Llegan al pueblo por el Pilar de la Cruz, un collado en el que, adosado a una casa, hay un abrevadero en el que los animales paran antes de encerrarse en los corrales o de salir a los campos. Hacia el norte, la ladera se inclina en dirección a La Albuera, y por el sur es el pueblo el que ocupa la pendiente con sus casas blanqueadas. De ese lugar parten caminos hacia Burguillos y La Parra, y allí, la calle del Duque, que viene desde la iglesia, se retuerce para continuar subiendo hacia el castillo.

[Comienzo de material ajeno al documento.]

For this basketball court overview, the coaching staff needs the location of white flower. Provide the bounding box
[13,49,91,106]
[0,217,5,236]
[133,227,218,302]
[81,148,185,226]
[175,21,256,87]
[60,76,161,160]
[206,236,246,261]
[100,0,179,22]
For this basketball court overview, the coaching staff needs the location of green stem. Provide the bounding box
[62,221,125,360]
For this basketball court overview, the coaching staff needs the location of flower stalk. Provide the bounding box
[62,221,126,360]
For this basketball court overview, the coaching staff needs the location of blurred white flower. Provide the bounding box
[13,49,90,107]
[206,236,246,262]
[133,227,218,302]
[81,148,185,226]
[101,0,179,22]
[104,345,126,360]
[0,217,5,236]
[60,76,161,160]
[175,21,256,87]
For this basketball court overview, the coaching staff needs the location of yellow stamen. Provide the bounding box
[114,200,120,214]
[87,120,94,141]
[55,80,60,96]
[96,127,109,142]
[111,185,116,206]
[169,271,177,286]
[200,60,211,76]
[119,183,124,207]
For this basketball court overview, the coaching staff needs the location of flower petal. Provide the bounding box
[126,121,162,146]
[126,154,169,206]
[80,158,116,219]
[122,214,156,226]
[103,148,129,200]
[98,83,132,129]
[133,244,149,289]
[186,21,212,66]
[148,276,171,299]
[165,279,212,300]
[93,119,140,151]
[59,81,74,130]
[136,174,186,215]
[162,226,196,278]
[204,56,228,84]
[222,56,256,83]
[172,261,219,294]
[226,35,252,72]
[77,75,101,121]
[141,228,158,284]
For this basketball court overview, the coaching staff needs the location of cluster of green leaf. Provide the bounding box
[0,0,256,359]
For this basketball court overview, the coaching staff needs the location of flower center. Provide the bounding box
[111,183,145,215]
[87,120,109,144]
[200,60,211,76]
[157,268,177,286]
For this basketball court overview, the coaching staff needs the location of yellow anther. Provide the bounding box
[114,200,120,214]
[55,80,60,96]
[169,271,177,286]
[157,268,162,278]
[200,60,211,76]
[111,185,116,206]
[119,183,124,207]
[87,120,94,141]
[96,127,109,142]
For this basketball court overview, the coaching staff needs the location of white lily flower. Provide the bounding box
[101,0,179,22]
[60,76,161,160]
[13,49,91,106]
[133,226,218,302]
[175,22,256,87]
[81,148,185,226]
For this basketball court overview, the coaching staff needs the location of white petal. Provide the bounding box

Sobre la pequeña meseta que forma la curva han ido acumulando camiones con caja de lona, vehículos ligeros, motocicletas y una docena de cañones de gran calibre que aguardan a ser emplazados en el castillo y en las defensas naturales de sus faldas. Sientan a Leva en el suelo con la espalda apoyada en el abrevadero y encienden cigarrillos. A lo lejos brilla la lámina de agua del pantano de La Albuera rodeada por una ancha uña de tierra gris y estéril.

Por el camino de La Parra se aproximan tres soldados con otro cautivo. Los que custodian a Leva les hacen señas para que se acerquen, aunque no les queda más remedio que pasar por allí. Los que regresan escoltando a lugareños tienen orden de conducirlos hasta la iglesia y el Pilar de la Cruz es la única entrada por la parte alta del pueblo.

Los soldados se saludan y luego intercambian cigarrillos por fuego. Sientan a su reo al lado de Leva. Un viejo al que han atado las manos a la espalda y cegado con un trapo sucio. Lleva una boina negra, más tirada sobre la cabeza que puesta. Leva siente junto a él la presencia del recién llegado y no se le escapa el olor a sudor agrio y reseco de los hombres del campo. El viejo tose. Los soldados charlan y el humo de sus cigarrillos los envuelve y luego se desvanece en el aire.

El viejo vuelve a toser y luego inclina la cabeza hacia él y murmura:

—¿Quién eres?

Leva se queda quieto. Todavía está conmocionado y no es capaz de responder. Los soldados siguen charlando por encima de sus cabezas.

—¿Eres del pueblo? ¿Te han cogido los soldados?

—Soy Leva.

—Leva. Soy José, el Tocino.

—José.

—¿Te han pegado?

—Sí.

Vuelven a callarse. Cada cual a su propia oscuridad, pero ahora, con la certeza de que aquello que les ha sucedido a los dos, puede haberlos alcanzado a todos. Hundidos en las alturas de la tierra fértil. Aquellas cimas desde las que las laderas se escurren. Los amplios valles y, a lo lejos, la llanura de Barros. Leva se pregunta por aquel hombre, mayor que él, al que conoce de toda la vida, con cuyos hijos él se ha criado. Juntos bajando las cuestas, haciendo rodar los aros. Juntos atrapando ranas y ayudando en la matanza. Los niños de este pueblo son otro pueblo. A nadie se deben cuando consumen sus días en juegos inútiles, sin otro propósito que el juego. La risa en la Corredera, los helados de Jaramillo en verano, los barquillos en invierno. Las puertas de las casas todas entornadas, nunca cerradas. Cortinas colgando que no se mecen, porque allí no corre el aire en agosto, salvo en las noches perfumadas.

—¿Quiénes son, José?

—No lo sé.

—¿Por qué nos hacen esto?

Leva recibe el primer culatazo en el pómulo, y José, en la boca. Ambos gritan y se revuelven y hacen intentos por levantarse y huir, pero los soldados continúan pegándoles hasta que dejan de moverse.